Grass House, Ackroyd & Harvey
1991 – 2024

Ackroyd and Harvey’s first collaborative work in England was developed and created over the month of July. The exterior of a derelict house became the focus of their attention, and the idea of ‘bringing the house back to life’ with a living skin of grass presented them with the challenge of growing the front façade of the Victorian property in the ‘avenues’ area of Hull.

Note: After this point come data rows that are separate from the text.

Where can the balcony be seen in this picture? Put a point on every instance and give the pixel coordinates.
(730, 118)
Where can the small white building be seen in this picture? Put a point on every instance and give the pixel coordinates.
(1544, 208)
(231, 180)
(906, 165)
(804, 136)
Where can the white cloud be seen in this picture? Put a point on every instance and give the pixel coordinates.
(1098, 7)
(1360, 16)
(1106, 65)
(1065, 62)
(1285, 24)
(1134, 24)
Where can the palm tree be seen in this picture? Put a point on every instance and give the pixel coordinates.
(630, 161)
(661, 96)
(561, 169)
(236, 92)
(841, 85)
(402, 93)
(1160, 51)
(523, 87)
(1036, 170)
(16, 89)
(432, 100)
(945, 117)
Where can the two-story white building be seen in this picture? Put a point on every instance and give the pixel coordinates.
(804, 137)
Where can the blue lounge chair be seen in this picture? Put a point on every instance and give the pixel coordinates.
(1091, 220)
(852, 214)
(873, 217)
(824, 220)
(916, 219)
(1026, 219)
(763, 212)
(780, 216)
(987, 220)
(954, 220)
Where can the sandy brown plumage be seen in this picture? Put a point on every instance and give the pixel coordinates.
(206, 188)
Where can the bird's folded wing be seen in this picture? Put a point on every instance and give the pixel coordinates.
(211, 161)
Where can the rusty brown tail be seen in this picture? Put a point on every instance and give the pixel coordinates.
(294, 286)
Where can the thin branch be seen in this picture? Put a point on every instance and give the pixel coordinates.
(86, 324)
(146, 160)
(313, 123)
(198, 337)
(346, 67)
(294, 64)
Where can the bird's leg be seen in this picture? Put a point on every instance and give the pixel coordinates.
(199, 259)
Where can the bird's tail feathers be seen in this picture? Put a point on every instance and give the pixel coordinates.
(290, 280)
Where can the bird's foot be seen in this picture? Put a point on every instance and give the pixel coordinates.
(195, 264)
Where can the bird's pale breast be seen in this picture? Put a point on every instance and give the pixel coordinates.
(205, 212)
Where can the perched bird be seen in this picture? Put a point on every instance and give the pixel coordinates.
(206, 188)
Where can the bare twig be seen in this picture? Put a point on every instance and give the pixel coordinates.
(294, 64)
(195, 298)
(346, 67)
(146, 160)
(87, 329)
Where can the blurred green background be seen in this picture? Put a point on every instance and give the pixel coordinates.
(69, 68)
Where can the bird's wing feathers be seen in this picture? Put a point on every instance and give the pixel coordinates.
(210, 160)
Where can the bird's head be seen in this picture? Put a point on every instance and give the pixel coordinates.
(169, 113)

“On the last night of the exhibition screens over the upstairs windows held, briefly, projections of transparencies of the interior and of parts of the house that it was impossible to access, and images of the paintings of Pixie Berkowitz brought to light by her nephew.”

Ackroyd and Harvey

Presented by Hull Time Based Arts at 1 Westbourne Avenue, Hull, Humberside
Funded by the Arts Council of England. Sponsored by Yorkshire Water, GNK Limited and Johnsons Seeds
Sound composed by Graeme Miller

Extract from Out of Time published by Hull Time Based Arts:
“We found the house in the spring of 1991. Derelict and neglected, the house hadn’t been lived in for over fifteen years. Inside the walls were in a dangerous state of collapse. Our notebook contains thoughts and drawings about the project before we began work. We wrote of the grass skin being like a catalyst, which drew, almost like osmosis, the memory of the house to the surface. We wrote of the house being possessed, perhaps an obvious response to the strange ambience abandoned houses give off. Number 1, Westbourne Avenue hadn’t been our first choice of site. We had our hearts set on a large house on Princes Avenue, number 129. We were denied use of this house by the estate agents that were handling it. On a return visit to Hull, we turned the corner off Princes Avenue and saw the house we were eventually to work with. As number 1 grew its grass skin in July 1991, the house on Princes Avenue was raised to the ground. We were told that both houses had belonged to Pixie Berkowitz, in fact she had spent the remaining years of her life living at 129 whilst having lived her early life at 1 Westbourne Avenue. In the two ground floor rooms we presented two installations; a figure of massed grass roots suspended over a circle of barley, the ceiling above gaping open; in the other, broken pieces of mirror collected from other rooms laid in a circle reflecting a circle of grass on the wall.”